Auf X, eine für die brasilianische Bevölkerung immer noch wichtige Plattform, ist die Empörung über die Strafzölle derweil groß: Bolsonaro, der sich immer als der große Patriot inszeniert, lasse sich jetzt von der USA aus der Patsche helfen – und verkaufe dafür sein eigenes Vaterland. In den Posts kursieren Sätze wie „Brasilien ist souverän“, „Brasilien für die Brasilianer“, „Respekt für Brasilien“. Ihren Ex-Präsidenten dagegen betiteln viele als Vaterlandsverräter.
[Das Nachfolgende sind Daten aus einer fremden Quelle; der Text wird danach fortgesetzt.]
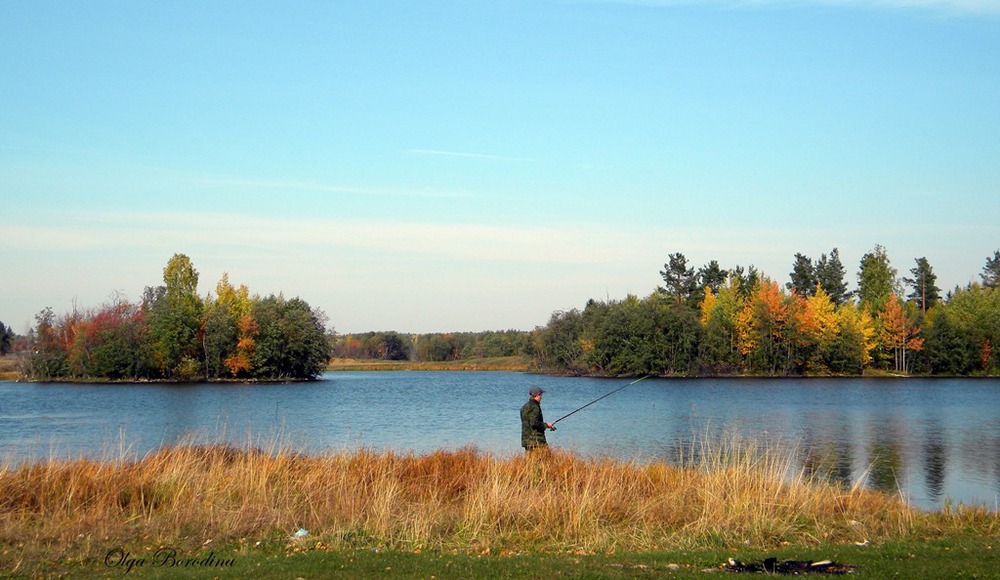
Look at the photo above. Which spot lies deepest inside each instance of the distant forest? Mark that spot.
(712, 321)
(707, 321)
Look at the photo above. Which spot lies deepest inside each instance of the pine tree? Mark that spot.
(830, 274)
(925, 293)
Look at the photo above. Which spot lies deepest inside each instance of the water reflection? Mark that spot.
(930, 440)
(935, 464)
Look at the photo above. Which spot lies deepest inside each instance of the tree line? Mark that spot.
(709, 321)
(712, 321)
(174, 334)
(432, 347)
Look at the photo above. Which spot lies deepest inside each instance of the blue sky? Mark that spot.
(462, 166)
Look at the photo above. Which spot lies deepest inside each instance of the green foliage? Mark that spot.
(291, 343)
(173, 334)
(803, 276)
(830, 275)
(7, 337)
(925, 293)
(876, 279)
(174, 315)
(991, 271)
(680, 282)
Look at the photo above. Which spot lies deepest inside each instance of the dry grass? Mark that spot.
(729, 494)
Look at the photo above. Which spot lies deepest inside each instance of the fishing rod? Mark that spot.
(597, 399)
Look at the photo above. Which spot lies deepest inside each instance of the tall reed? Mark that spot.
(728, 493)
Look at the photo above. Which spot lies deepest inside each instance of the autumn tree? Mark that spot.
(876, 280)
(900, 333)
(720, 314)
(925, 292)
(6, 338)
(830, 274)
(851, 349)
(762, 324)
(50, 358)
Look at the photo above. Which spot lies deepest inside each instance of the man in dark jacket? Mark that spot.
(532, 425)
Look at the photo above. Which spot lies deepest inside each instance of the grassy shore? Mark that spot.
(9, 370)
(220, 508)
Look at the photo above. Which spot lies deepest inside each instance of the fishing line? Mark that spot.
(598, 399)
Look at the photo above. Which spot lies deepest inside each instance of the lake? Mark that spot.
(931, 440)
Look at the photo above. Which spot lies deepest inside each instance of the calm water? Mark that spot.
(929, 439)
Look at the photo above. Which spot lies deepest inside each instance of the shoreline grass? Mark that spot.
(726, 494)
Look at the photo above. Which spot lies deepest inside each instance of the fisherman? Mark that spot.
(532, 425)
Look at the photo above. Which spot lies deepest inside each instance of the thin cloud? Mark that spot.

„Dieser ‚umgekehrte Patriotismus’ der Bolsonaristas wird Brasilien wie viele Arbeitsplätze und wie viele Milliarden kosten?“, schreibt etwa die publizistische Webseite „The Intercept Brasil“. „Jedes Land der Welt kämpft dafür, die Zölle zu senken. Nur diese Streuner kämpfen für das Gegenteil.“
Es soll Jair Bolsonaros Sohn Eduardo gewesen sein, der die Strafzölle mit Trump ausgehandelt hat. Im März legte er sein Abgeordnetenamt nieder und reiste in die USA, um für die Freiheit seines Vaters zu kämpfen. Lulas Partei PT forderte daraufhin Präventivhaft für Eduardo Bolsonaro, weil er gegen die brasilianische Souveränität agiere. Allerdings ohne Erfolg.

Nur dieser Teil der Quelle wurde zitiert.